Artikel Gesundheitssystem

ePA – ein Mammutprojekt mit offenen Baustellen  

26.02.2025 Maria Sinjakowa 3 Min. Lesedauer

Griffbereite Behandlungsdaten, weniger Doppeluntersuchungen, ein reibungsloser Informationsfluss zwischen Arztpraxen, Kliniken und Apotheken – die elektronische Patientenakte (ePA) soll die Gesundheitsversorgung effizienter und transparenter machen. Inzwischen haben die Krankenkassen über 70 Millionen gesetzlich Versicherte mit einer digitalen Akte ausgestattet. Doch der flächendeckende Einsatz verzögert sich. Technische Herausforderungen und die Verbesserung der Sicherheit bleiben dabei zentrale Themen.
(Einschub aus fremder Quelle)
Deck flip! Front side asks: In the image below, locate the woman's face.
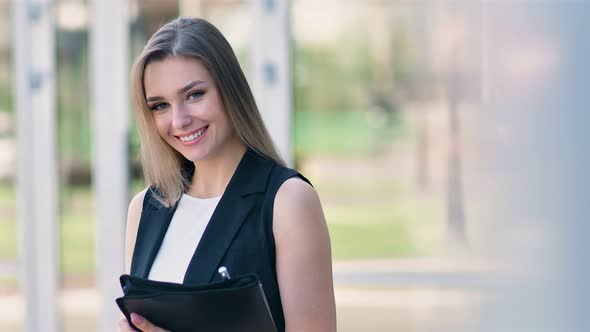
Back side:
[144,56,235,161]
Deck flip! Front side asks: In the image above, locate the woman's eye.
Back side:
[150,103,168,111]
[188,91,205,99]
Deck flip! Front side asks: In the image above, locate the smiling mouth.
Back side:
[176,126,209,143]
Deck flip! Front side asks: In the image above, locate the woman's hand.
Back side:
[119,313,168,332]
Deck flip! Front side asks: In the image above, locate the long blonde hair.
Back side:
[131,17,285,206]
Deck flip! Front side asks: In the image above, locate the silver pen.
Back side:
[217,266,231,281]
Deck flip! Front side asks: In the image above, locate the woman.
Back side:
[119,18,336,332]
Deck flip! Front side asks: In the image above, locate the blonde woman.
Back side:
[119,17,336,332]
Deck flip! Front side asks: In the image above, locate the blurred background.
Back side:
[0,0,590,332]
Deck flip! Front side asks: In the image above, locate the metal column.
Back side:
[250,0,293,165]
[13,0,59,332]
[90,0,129,331]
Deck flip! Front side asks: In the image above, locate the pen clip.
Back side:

ein Mann mittleren Alters steht am Tresen einer Praxis und gibt einer Arzthelferin seine Krankenkassenkarte
Die Pilotphase zur elektronischen Patientenakte (ePA) hat begonnen.

Anfang Februar war es soweit. 26,4 Millionen digitale Akten hat die AOK für ihre Versicherten angelegt. Nur knapp 3,8 Prozent der AOK-Versicherten hatten zu diesem Zeitpunkt dem Anlegen einer ePA widersprochen. „Damit ist der erste entscheidende Schritt getan“, erklärt Dr. Carola Reimann, Vorstandsvorsitzende des AOK-Bundesverbandes. „Nun gilt es, Arztpraxen, Krankenhäuser und weitere Leistungserbringer sicher anzuschließen und in der praktischen Anwendung der ePA zu trainieren.“ Ziel sei es, die Akten schnell mit Inhalten zu füllen und damit die Versorgung der Patienten zu verbessern.
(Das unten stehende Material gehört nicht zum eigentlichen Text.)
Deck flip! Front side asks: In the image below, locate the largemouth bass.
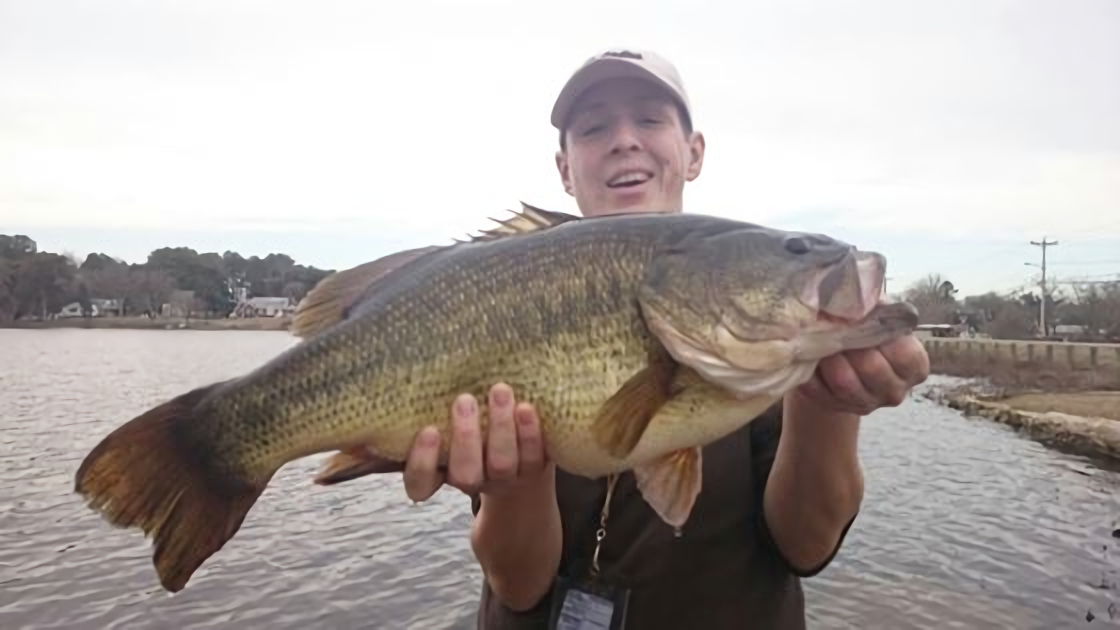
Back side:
[75,206,917,592]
Derzeit wird die ePA in drei Modellregionen mit etwa 300 teilnehmenden Einrichtungen erprobt: in Hamburg und Umland, Franken sowie in Teilen Nordrhein-Westfalens. Die Pilotphase soll vor dem bundesweiten Roll-out reibungslose Abläufe bei allen beteiligten Akteuren gewährleisten und dabei helfen, Probleme zu erkennen und zu beheben. Viele Arztpraxen und Kliniken haben aktuell noch mit technischen und organisatorischen Hürden zu kämpfen und berichten, die ePA noch nicht richtig testen zu können.

Testphase zeigt noch viele Hürden

Bei den niedergelassenen Ärzten zeigt sich bislang ein gemischtes Bild. „Obwohl die Testphase in den Modellregionen seit vier Wochen läuft, ist das Ergebnis bislang sehr ernüchternd: Noch immer kann von den rund 230 Testpraxen erst ein Drittel fehlerfrei auf die ePA zugreifen. Wir können also noch gar nicht sagen, ob die ePA funktioniert.“, sagt Dr. Sibylle Steiner, Vorstandsmitglied der Kassenärztlichen Bundesvereinigung (KBV). Die Erprobungspraxen seien motiviert, doch „ihnen sind oft noch die Hände gebunden“. Hier hapert nach Angaben der KBV auch bei der Implementierung des ePA-Moduls in die Praxisverwaltungs-Software der Praxen: Knapp ein Viertel, so die KBV auf ihrer Website, habe überhaupt noch kein ePA-Modul.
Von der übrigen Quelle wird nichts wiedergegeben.